Fitzroy's veg restaurant hotspot, at the northern end of Brunswick St, is approaching boiling point with the opening of Transformer. Situated off to the side on Rose St, this converted warehouse won't have any problems luring customers from the main drag with its bright lights and huddle of hopefuls out the front.
Transformer accept both reservations and walk-ins, and appear to be running two fairly strict sessions per night. At 6:40pm on their first trading Saturday there was a 2 hour wait for a table, so we planned ahead and reserved our 6:30pm spot a few weeks later. Inside it's cavernous and moody (in the evening, at least) with spotlights centred on each table. The light pine tables and decorative plants hint at lighter, brighter brunches by day.
The menu is entirely vegetarian, with vegan, gluten-free and adaptable items well signed. Your waiter will recite the inner-city restaurant mantra: The Plates Are Designed To Share.
Before we picked plates, we picked beverages. Michael's G & T ($12) was unusually garnished with pink grapefruit and fresh fennel. From their list of non-alcoholic tonics, I chose a blend of watermelon, mint, strawberries, chia seeds, lime and lavender salt ($9). It was thick, fruity and fun, though the lime and lavender didn't feature strongly.
From the small plates, we tried the still-in-season grilled figs ($14), charred and smoky, with orange-balsamic glaze, hazelnut croutons that reminded us of polenta chips, and cubes of house-made almond feta, the vegan alternative to the standard goat cheese. The 'cheese' lacked the tang and grassiness of goat curd, but was delightfully creamy.

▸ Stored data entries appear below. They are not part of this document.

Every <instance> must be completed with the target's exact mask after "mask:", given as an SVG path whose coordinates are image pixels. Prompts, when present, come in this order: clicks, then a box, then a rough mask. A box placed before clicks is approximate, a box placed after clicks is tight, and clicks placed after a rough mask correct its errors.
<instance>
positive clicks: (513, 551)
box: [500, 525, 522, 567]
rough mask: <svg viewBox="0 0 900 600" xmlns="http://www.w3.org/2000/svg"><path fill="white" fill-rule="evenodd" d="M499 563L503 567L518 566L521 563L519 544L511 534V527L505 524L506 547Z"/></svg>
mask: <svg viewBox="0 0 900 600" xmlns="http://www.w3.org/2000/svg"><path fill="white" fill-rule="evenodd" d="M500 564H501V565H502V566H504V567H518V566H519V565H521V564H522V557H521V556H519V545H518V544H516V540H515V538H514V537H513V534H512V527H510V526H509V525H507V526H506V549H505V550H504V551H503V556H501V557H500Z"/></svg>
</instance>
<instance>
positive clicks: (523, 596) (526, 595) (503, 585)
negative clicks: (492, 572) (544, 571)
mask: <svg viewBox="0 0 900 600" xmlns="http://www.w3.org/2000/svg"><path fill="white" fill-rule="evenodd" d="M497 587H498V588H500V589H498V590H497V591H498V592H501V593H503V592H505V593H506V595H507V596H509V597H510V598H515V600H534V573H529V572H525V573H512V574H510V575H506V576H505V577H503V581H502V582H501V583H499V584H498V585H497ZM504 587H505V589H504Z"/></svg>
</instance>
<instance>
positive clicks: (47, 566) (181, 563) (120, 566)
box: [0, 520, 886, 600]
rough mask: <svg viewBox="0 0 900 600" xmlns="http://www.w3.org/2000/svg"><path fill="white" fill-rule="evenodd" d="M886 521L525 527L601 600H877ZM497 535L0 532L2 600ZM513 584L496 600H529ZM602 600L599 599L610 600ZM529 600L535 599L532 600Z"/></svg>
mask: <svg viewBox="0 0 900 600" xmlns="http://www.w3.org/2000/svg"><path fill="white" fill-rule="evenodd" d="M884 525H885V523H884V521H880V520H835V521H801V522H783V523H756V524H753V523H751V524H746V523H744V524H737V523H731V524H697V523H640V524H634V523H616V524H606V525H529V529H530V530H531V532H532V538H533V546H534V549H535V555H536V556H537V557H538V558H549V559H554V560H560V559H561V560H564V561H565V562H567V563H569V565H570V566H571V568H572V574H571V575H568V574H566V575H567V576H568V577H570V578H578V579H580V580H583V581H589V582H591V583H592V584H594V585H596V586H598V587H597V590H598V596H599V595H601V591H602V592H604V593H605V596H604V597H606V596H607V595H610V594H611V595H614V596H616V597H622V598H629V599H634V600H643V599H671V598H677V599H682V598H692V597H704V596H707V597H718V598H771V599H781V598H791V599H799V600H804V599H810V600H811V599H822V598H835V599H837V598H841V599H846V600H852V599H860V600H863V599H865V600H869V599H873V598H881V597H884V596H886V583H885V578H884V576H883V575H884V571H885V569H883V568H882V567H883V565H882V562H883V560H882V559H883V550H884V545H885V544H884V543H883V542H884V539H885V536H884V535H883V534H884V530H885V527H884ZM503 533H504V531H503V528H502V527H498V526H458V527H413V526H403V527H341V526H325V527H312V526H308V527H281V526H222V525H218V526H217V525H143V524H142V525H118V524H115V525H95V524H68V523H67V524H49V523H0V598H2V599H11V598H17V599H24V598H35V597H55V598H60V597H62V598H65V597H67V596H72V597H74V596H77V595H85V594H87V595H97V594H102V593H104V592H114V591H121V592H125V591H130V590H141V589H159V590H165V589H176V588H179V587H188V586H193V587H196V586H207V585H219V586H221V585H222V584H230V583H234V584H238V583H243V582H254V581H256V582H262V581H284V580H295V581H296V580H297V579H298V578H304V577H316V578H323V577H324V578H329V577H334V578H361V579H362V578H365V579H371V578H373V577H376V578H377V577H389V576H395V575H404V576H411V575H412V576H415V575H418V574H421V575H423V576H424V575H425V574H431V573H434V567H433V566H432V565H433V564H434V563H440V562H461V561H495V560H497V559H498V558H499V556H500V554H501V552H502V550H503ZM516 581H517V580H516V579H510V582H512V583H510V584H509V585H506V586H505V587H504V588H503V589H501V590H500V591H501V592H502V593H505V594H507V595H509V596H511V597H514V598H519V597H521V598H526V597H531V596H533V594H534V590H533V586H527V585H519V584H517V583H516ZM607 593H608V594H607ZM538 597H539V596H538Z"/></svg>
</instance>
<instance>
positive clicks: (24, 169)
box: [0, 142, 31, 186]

Next up we trialled a tower of roasted sweet potato wedges ($9) topped with coconut yoghurt, togarashi, coriander leaves and a slice of lime. These reminded us of a certain Ottolenghi recipe, and the comparison didn't do them any harm.
From the Garden Plates, we ordered the compressed watermelon ($11) dressed in chilli and pistachio oil, studded with cherry tomatoes, almond feta and mint. It was light and lovely, a celebration of the summer just gone.
Our one Mid-plate was Michael's favourite of the night, a brick of polenta and wild rice ($18) with an assortment of steamed and sauteed vegetables, an almost-astringent Thai pesto and coconut reduction.
We made sure to leave room for dessert. Nostalgic for Japan, Michael set it off with a glass of delicious plum wine ($10).
We spoiled an otherwise vegan evening with an order of the chevre cheesecake ($12), served with pear sorbet, honey caramel and poached fig. While the textures and presentation were outstanding, the chevre didn't offer quite the sharpness I sought to offset its sweet counterparts.
I was more deeply impressed by the vegan and gluten-free chocolate buckwheat mousse cake ($14), which a cakey base and creamy two-tone top, sherbetty freeze-dried raspberries and sorbert, with a strip of date syrup.
At just over $50 per person including drinks and dessert, we were mightily pleased with what Transformer has to offer. Where the similarly-pitched Smith & Daughters down the street is deep-fried and meat-mocking, Transformer seems more produce-focused. We're optimistic that Fitzroy has room enough for both fancy veg*n approaches.
There's a positive review of Transformer on the blog pineapple.
99 Rose St, Fitzroy
shared plates, desserts and drinks 1, drinks 2, drinks 3, drinks 4
Accessibility: The entry is wide and with a shallow ramp. Tables are well spaced, a mix of mid-height tables with booths and backed chairs, plus higher tables with backless bar stools. There's full table service. The toilets are highly accessible - individual unisex cubicles with marked wheelchair and ambulent options.